There are two elements in this recipe. The salted hock, or knuckle, from the pig, and the pickled cucumber. Together they are astonishin­gly good. The sharp, sweet vegetable does its job to cut through the rich, salty protein. I like to add other seasonings to the flaked meat like Arran mustard and lots of curly parsley. This is where you can have fun and do your own thing. Try different herbs that you may be growing, or play with different veg to go with it. Remember to keep the stock that you’ve cooked the hocks in, as it makes the best soup in the world. Just add a handful of peasemeal or red lentils.

Serves six to eight

3 unsmoked ham hocks 1 stick celery 2 carrots, peeled 1 onion, peeled and halved 6 peppercorn­s 2 bay leaves 1 sprig thyme 2 spring onions, finely chopped 125g unsalted butter, melted 2 tbsp curly parsley, chopped 1 tbsp Arran Mustard (or any grain mustard will do), and a further 1 tsp 1 cucumber 500ml good cider vinegar (and an additional splash) 500g caster sugar 500ml cold water 2 star anise a few mustard seeds a few handfuls of salad leaves a few radishes, sliced 4 tbsp olive oil good salt and pepper

1

Place the hocks in a large pot and cover with cold water. Add the celery, carrots, onion, peppercorn­s, bay and thyme and bring to just below a rolling boil and simmer for 4 hours, skimming off any residue and adding more water if required. Don’t over boil.
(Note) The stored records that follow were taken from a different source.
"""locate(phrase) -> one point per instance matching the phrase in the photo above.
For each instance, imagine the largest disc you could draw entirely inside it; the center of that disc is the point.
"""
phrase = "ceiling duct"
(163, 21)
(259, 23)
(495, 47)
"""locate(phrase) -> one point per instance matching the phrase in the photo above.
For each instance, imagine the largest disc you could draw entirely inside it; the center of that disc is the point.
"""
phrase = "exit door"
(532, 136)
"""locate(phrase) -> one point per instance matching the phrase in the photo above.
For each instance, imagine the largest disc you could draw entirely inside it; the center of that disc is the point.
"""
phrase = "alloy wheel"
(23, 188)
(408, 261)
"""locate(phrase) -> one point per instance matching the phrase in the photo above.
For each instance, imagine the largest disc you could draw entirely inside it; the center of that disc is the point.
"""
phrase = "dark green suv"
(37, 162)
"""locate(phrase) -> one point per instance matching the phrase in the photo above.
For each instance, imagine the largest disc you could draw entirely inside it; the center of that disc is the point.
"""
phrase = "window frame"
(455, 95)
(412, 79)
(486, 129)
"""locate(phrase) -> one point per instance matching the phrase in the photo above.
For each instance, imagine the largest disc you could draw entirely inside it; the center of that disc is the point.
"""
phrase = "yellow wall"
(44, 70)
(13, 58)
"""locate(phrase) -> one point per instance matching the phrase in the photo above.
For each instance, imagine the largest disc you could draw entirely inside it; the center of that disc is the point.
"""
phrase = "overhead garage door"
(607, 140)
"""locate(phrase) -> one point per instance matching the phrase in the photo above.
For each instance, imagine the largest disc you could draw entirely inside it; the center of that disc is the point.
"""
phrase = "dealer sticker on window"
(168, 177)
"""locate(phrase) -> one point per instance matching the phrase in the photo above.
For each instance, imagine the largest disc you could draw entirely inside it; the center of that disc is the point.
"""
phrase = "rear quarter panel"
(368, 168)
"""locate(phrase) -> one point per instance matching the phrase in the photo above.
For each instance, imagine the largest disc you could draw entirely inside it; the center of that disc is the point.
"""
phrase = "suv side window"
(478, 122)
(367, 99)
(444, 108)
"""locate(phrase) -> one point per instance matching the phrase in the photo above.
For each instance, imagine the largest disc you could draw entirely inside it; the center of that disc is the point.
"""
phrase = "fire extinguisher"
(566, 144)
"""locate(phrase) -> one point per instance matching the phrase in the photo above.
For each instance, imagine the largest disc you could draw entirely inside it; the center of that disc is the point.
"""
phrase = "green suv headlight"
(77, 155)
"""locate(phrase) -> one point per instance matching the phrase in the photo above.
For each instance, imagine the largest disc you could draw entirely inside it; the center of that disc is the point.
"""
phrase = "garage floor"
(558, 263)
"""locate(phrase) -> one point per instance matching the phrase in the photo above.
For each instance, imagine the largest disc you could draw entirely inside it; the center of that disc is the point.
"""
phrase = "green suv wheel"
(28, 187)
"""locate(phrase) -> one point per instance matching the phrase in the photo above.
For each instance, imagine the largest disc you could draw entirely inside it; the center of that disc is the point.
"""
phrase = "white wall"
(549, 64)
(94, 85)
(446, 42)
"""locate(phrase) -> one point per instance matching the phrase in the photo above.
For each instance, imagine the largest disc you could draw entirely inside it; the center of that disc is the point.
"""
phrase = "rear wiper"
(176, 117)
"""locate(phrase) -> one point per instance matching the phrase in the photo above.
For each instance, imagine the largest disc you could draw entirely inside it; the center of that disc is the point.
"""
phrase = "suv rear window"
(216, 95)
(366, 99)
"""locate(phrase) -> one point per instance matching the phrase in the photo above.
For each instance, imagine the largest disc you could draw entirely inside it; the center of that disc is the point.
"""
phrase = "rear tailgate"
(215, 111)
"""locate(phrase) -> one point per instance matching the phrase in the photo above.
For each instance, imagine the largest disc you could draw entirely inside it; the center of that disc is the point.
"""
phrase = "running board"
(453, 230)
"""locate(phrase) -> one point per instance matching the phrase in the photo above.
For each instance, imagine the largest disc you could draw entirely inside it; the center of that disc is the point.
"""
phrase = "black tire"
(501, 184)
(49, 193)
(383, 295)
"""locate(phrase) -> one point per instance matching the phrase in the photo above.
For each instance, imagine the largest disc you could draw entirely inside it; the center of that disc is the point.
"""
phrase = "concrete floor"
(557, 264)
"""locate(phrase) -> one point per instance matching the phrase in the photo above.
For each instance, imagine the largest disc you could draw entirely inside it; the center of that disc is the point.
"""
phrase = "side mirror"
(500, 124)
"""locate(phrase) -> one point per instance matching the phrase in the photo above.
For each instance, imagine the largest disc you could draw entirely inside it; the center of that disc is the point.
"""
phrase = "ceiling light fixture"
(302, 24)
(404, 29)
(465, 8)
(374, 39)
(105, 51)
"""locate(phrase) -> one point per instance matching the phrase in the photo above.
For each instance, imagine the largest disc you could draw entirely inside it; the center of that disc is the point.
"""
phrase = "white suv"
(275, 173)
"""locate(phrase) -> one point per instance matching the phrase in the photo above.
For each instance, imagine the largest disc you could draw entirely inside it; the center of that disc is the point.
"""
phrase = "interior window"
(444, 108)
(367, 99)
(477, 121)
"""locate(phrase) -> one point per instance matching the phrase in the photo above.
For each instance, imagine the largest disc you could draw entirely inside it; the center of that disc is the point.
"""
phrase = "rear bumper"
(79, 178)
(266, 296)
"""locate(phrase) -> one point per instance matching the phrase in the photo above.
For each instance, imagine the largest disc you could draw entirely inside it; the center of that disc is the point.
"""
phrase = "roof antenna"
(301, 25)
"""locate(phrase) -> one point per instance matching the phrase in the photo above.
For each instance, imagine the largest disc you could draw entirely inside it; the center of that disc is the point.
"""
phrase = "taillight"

2 Once cooked and the meat is falling off the bone, remove the hocks from the pot and allow them to cool slightly, before flaking all the meat off the bone. Retain the celery, carrots and onion. Keep the fat for another dish and retain the stock for soup.

3 Roughly chop the carrots, onion and celery from the stock pot and add them to a bowl with the flaked meat, melted butter, mustard, spring onions and parsley. Mix thoroughly and check the seasoning.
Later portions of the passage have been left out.